Фазиль заломил бровь.
— Приходил Умар, — сказал он. — Хотел, чтобы я снял тебя с поста министра здравоохранения, и поставил его двоюродного брата. Он предложил мне за это пятьсот тысяч. Значит, он рассчитывает получать с этой должности по меньшей мере два миллиона в год. Что такого можно украсть на твоей должности, если ты собираешься в год тратить сто сорок шесть тысяч?
— Можно спиртзавод Умара перевести в государственную собственность, и на бумаге он будет производить медицинский спирт, а на деле — паленую водяру и коньяк. Это так, для разминки.
— А не для разминки?
— Я анестезиолог, Фазиль. Я забыла о наркотиках больше, чем ты когда-либо узнаешь. Что может получить с моей должности человек, который будет сам себе выписывать лицензию на производство и экспорт обезболивающих? Смешной вопрос.
Фазиль сглотнул и положил на мою смету пистолет.
— Если я не сниму тебя с этой должности, — сказал он, — тебя убьют. Если я тебя сниму с этой должности, мне некого будет на нее поставить. Я должен посоветоваться с Эдиком. Иди к себе пока. Нет, не к себе. Заночуй в комнате отдыха при моем кабинете. Я все равно буду у Эдика.
И я заночевала у Фазиля. А наутро, когда пришла в свою больницу, Надия была заплакана, Билькис смотрела в пол, Айна и Йиса просто остались дома и там заперлись, а остальные ходили как тени.
В общем, ночью, пока меня не было, вперся некий Сули, которому довелось у нас в Архуне полежать и оставить в наших добрых руках половину тонкого кишечника, порванного осколками турецких гранат. Они с Надией улыбались-переглядывались, а когда он отлежался и ушел в горы, порой переписывались, если оказия находилась. Словом, он пришел, туда-сюда, слово за слово, они с Надией вполне доброжелательо поговорили — а оказалось, это была рекогносцировка. Ночью он вернулся, пролез в палату, где ночевала Надия. То есть, он так думал, что там ночевала Надия, на самом деле там ночевали Айна и Йиса, сестры, и Йису он изнасиловал.
Почему она не кричала? Не хотела, чтобы младшая сестра проснулась и увидела, что на ней мужчина. Сюжет для Декамерона. Гэндзи-моногатари, блядь.
— Я хочу, чтобы этот парень был наказан, — сказала я Фазилю. — Чтоб из него сделали пример: так будет с каждым, кто тронет медсестру или женщину-врача. Если вы спустите это на тормозах, я сама его пристрелю.
— Успокойся, — пообещал Фазиль. — Даю слово, что так этого дела не оставлю.

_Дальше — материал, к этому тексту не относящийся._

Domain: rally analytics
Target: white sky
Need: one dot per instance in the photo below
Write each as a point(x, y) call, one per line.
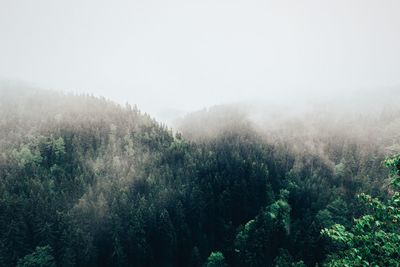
point(189, 54)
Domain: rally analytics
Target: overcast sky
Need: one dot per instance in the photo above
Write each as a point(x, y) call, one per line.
point(187, 54)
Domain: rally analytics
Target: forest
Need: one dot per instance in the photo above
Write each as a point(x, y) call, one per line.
point(85, 181)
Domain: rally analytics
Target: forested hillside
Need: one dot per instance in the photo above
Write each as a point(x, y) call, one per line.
point(87, 182)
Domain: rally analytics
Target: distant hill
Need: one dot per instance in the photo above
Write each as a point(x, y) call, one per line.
point(87, 182)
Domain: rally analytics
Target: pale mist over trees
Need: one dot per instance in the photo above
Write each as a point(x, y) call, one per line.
point(88, 182)
point(229, 133)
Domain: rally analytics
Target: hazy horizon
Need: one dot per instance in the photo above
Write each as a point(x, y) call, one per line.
point(180, 57)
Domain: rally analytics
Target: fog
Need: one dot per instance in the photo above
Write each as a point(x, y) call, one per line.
point(174, 57)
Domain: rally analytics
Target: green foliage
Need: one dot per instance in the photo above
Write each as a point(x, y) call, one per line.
point(104, 185)
point(374, 239)
point(41, 257)
point(216, 259)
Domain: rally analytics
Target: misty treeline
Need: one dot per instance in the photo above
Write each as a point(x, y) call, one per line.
point(87, 182)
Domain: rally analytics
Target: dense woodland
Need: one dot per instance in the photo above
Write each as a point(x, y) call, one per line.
point(87, 182)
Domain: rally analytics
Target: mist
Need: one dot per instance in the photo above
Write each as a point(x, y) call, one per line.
point(177, 57)
point(199, 134)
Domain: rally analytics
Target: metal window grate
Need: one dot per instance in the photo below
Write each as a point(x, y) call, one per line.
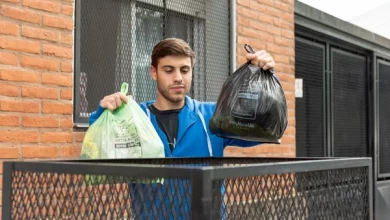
point(116, 38)
point(185, 188)
point(384, 117)
point(350, 126)
point(309, 109)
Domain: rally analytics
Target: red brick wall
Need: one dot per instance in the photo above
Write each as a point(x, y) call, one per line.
point(269, 25)
point(36, 74)
point(36, 80)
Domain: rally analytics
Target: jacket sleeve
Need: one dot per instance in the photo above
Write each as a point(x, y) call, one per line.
point(95, 115)
point(240, 143)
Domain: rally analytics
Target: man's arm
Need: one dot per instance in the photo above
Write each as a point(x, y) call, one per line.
point(240, 143)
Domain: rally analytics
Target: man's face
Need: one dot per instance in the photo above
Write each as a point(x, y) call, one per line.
point(173, 76)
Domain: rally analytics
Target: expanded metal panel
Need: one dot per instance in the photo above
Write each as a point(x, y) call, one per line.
point(187, 189)
point(309, 109)
point(350, 126)
point(384, 117)
point(117, 38)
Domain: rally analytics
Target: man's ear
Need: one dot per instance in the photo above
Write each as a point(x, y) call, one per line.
point(153, 72)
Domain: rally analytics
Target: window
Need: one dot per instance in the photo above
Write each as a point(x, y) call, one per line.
point(114, 40)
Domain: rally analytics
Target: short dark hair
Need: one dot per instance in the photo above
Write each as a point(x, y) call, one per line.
point(172, 47)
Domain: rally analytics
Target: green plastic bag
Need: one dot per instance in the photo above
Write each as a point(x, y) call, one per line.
point(124, 133)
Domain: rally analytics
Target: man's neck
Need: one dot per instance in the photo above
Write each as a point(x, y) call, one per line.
point(162, 104)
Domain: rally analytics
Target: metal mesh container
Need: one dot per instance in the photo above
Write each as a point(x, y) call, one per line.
point(189, 188)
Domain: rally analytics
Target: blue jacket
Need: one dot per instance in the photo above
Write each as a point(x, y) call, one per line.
point(192, 139)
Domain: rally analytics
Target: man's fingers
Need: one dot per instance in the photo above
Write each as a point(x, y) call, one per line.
point(110, 106)
point(269, 65)
point(122, 96)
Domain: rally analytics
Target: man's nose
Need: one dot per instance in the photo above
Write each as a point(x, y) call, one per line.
point(177, 76)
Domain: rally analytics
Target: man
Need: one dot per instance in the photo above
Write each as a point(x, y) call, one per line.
point(179, 120)
point(181, 123)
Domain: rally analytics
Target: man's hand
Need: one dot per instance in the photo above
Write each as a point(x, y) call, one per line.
point(261, 59)
point(114, 101)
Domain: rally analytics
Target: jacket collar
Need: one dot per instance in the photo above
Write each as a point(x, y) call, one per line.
point(187, 116)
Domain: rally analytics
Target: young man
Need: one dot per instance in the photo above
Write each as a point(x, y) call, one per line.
point(181, 122)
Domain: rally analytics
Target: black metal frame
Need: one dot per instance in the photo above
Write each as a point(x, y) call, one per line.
point(204, 175)
point(322, 45)
point(378, 60)
point(331, 44)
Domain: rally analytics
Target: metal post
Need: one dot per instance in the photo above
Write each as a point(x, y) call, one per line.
point(7, 190)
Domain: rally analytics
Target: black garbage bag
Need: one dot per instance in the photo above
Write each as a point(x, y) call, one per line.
point(251, 106)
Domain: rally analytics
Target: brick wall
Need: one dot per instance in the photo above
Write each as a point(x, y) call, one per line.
point(269, 25)
point(36, 74)
point(36, 52)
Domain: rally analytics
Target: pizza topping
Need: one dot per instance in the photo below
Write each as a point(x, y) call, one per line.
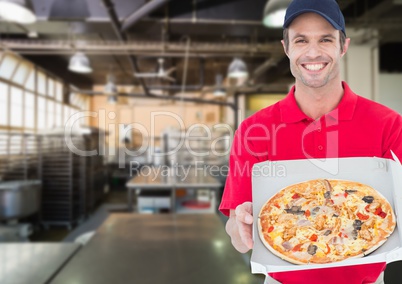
point(295, 196)
point(382, 215)
point(322, 221)
point(312, 249)
point(354, 234)
point(297, 247)
point(368, 199)
point(357, 224)
point(328, 249)
point(295, 210)
point(365, 234)
point(362, 216)
point(287, 245)
point(303, 223)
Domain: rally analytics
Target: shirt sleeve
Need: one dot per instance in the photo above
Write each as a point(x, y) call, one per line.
point(393, 138)
point(238, 182)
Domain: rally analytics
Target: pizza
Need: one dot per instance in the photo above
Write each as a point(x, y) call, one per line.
point(325, 221)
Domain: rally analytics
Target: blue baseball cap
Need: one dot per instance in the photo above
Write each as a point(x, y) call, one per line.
point(329, 9)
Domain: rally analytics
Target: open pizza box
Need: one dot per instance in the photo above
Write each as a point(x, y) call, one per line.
point(384, 175)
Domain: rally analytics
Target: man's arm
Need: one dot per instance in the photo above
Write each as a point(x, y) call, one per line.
point(239, 227)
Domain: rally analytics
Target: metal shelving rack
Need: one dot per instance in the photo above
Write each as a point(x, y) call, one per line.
point(19, 156)
point(63, 182)
point(72, 184)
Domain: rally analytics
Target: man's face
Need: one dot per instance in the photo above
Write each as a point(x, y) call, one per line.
point(314, 50)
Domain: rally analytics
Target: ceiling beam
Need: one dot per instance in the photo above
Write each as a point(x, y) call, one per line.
point(141, 12)
point(197, 49)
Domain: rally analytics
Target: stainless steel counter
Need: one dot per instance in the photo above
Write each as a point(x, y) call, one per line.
point(170, 179)
point(22, 263)
point(160, 248)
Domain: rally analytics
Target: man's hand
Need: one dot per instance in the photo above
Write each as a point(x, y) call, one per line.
point(239, 227)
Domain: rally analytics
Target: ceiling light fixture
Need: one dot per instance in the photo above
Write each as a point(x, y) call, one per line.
point(111, 89)
point(219, 91)
point(274, 13)
point(79, 63)
point(237, 69)
point(19, 11)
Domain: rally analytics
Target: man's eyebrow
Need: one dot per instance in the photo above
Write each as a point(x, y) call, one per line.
point(329, 35)
point(299, 35)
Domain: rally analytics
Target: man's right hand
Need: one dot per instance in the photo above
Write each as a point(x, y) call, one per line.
point(239, 227)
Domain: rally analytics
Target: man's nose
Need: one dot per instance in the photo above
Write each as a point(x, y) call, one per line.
point(314, 50)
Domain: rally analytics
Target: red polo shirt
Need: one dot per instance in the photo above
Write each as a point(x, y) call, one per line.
point(358, 127)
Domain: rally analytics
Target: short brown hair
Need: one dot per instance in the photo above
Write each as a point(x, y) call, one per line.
point(342, 38)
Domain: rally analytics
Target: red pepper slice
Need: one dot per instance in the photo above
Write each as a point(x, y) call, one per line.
point(328, 249)
point(296, 196)
point(362, 216)
point(297, 247)
point(382, 214)
point(378, 211)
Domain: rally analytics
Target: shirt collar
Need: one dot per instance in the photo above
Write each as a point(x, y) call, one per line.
point(291, 113)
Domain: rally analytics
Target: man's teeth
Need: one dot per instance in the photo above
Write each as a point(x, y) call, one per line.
point(314, 67)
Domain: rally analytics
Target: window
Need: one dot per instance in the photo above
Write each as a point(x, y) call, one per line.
point(41, 112)
point(30, 85)
point(16, 113)
point(59, 114)
point(59, 92)
point(21, 73)
point(3, 104)
point(50, 114)
point(41, 83)
point(7, 66)
point(50, 88)
point(32, 100)
point(29, 110)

И не оставил. Так не оставил, что я потом не знала, куда себя девать. Порядочные офицеры в моем положении обычно стрелялись. Но я и офицер-то была условный…
Короче, Фазиль нашел этого Сули и в приказном порядке велел ему жениться на обеих: Йисе и Надии.
— Ты соображаешь, что делаешь?! — я еле сдерживалась, чтобы орать шепотом и наедине. — Девочку трясет при одном упоминании его имени, а ты ее в жены ему отдаешь?
— А что я должен делать? Расстрелять его пред строем? Из-за какой-то вертихвостки паршивой? Слушай, женщина, ты стала хотеть слишком многого. Я тебя терплю за твою честность и за то, что ты знаешь дело. Но ты не умеешь хорошего отношения ценить. Ты на голову садишься. Да меня в любом нормальном суде высмеяли бы: какое изнасилование, где четыре свидетеля, почему она не кричала? Пусть она Аллаха благодарит, что я заставил его жениться. Она сирота, да еще и опозоренная, кто бы ее взял?